CFGBlock CFGBuilder::VisitChildren(Stmt Terminator) {
CFGBlock *B = Block;
for (Stmt::child_iterator I = Terminator->child_begin(),
E = Terminator->child_end(); I != E; ++I) {

  • if (*I) B = Visit(*I);
  • if (*I) {
  • B = Visit(*I, ShouldTreatAsLValue(*I) ?
  • AddStmtChoice::AsLValueNotAlwaysAdd :
  • AddStmtChoice::NotAlwaysAdd);
  • }
    }
    return B;
    }

I think the motivation behind this change is right, but not the change itself.

The problem with VisitChildren() is that it has no context of whether ‘Terminator’ (which is misnamed) expects the subexpression to be evaluated as an lvalue. Since your logic is specific to CallExpr, it really could just be sunk into processing of CallExpr itself. When the caller passses down ‘AsLValue’, it is indicating that the parent expects that the child is evaluated as an lvalue, but that’s based on the parent’s context. There is no such information here.

Further, I think it’s no technically correct. Consider:

const int &foo();
int i = foo();

This is what the AST looks like for the second line:

(DeclStmt 0x101842c18 <line:3:3, col:16>
0x101818510 “int i =
(CallExpr 0x1018185d8 <col:11, col:15> ‘const int’ lvalue
(ImplicitCastExpr 0x1018185b8 col:11 ‘const int &(*)(void)’
(DeclRefExpr 0x101818560 col:11 ‘const int &(void)’ lvalue FunctionDecl=‘foo’ 0x101818450)))”))

In this example, CallExpr does indeed return an lvalue. The problem is that there is an implicit lvalue-to-rvalue conversion. So the semantics really are:

(DeclStmt 0x101842c18 <line:3:3, col:16>
0x101818510 “int i =
(RValueConversion <— I made this up
(CallExpr 0x1018185d8 <col:11, col:15> ‘const int’ lvalue
(ImplicitCastExpr 0x1018185b8 col:11 ‘const int &(*)(void)’
(DeclRefExpr 0x101818560 col:11 ‘const int &(void)’ lvalue FunctionDecl=‘foo’ 0x101818450)))”))

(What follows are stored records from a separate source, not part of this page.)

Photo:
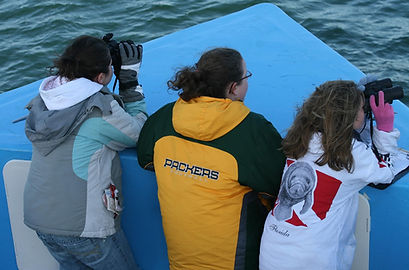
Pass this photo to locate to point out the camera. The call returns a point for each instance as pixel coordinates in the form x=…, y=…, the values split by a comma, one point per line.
x=390, y=92
x=113, y=46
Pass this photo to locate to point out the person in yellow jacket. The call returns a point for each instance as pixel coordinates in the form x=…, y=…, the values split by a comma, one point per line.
x=212, y=158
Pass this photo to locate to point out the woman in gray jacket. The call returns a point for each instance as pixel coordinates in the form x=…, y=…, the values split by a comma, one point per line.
x=72, y=198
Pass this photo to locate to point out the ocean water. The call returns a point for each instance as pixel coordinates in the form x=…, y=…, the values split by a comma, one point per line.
x=372, y=35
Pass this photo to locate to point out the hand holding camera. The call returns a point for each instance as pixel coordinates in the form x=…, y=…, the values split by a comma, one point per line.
x=126, y=60
x=383, y=113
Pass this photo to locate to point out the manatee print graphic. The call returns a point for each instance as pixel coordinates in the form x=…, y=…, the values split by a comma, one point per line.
x=297, y=185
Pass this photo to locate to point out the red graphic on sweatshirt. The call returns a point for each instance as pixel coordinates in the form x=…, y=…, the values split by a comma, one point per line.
x=324, y=193
x=295, y=220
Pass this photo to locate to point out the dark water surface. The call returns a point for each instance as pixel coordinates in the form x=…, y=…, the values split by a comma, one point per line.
x=372, y=35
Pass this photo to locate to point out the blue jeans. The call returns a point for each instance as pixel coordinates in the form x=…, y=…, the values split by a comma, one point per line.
x=72, y=253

Currently we don’t represent lvalue-to-rvalue conversions explicitly in the AST, although in my conversations with John McCall there is interest in doing this. The problem with your patch is that the parent expression may actually expect that there is an rvalue, even though the subexpression returns an lvalue. Your patch doesn’t actually address this problem at all, but actually papers over it.

Codegen goes through some histrionics to infer these semantics from the AST, but they analyzer mostly goes off the AST itself for semantics. As you can see this is a problem, since we really have no “sequence point” for the analyzer to do the lvalue-to-rvalue conversion. We get around this limitation in various places when it comes to C-style constructs, but there are many corner cases for C++.

In this particular case, I think we need to add special support in the CFG builder for UnaryOperator. Specifically, we need to add a ‘VisitUnaryOperator’ to the CFGBuilder class, and have it determine, base on the opcode, whether or not the operation requires the subexpression to be an lvalue or rvalue. It then passes the appropriate value for AddStmtChoice.

Similarly, for CallExprs, any CallExpr that returns a reference needs to be treated as returning an lvalue. The problem here is that we don’t have a sequence point for doing arbitrary lvalue-to-rvalue conversion in the AST, but this is something we can possibly model in GRExprEngine given enough breadcrumbs in the CFG.

Hi Ted,

Thanks for the quick feedback! I'll respond to your comments about
the code comments later, as they are less important.

I think the motivation behind this change is right, but not the change
itself.
The problem with VisitChildren() is that it has no context of whether
'Terminator' (which is misnamed) expects the subexpression to be evaluated
as an lvalue. Since your logic is specific to CallExpr, it really could
just be sunk into processing of CallExpr itself. When the caller passses
down 'AsLValue', it is indicating that the parent expects that the child is
evaluated as an lvalue, but that's based on the parent's context. There is
no such information here.

Thanks for explaining. It's a revelation to me to learn that:

1. The "AsLValue" bit encodes whether the *consumer* of an expression
   uses it as an LValue, not whether the expression itself is an LValue.

2. The caller of Visit*() must provide this bit accurately. It's not
   OK for the caller to be "conservative" (i.e. say "AsLValue" when
   the consumer of the expression only needs an RValue).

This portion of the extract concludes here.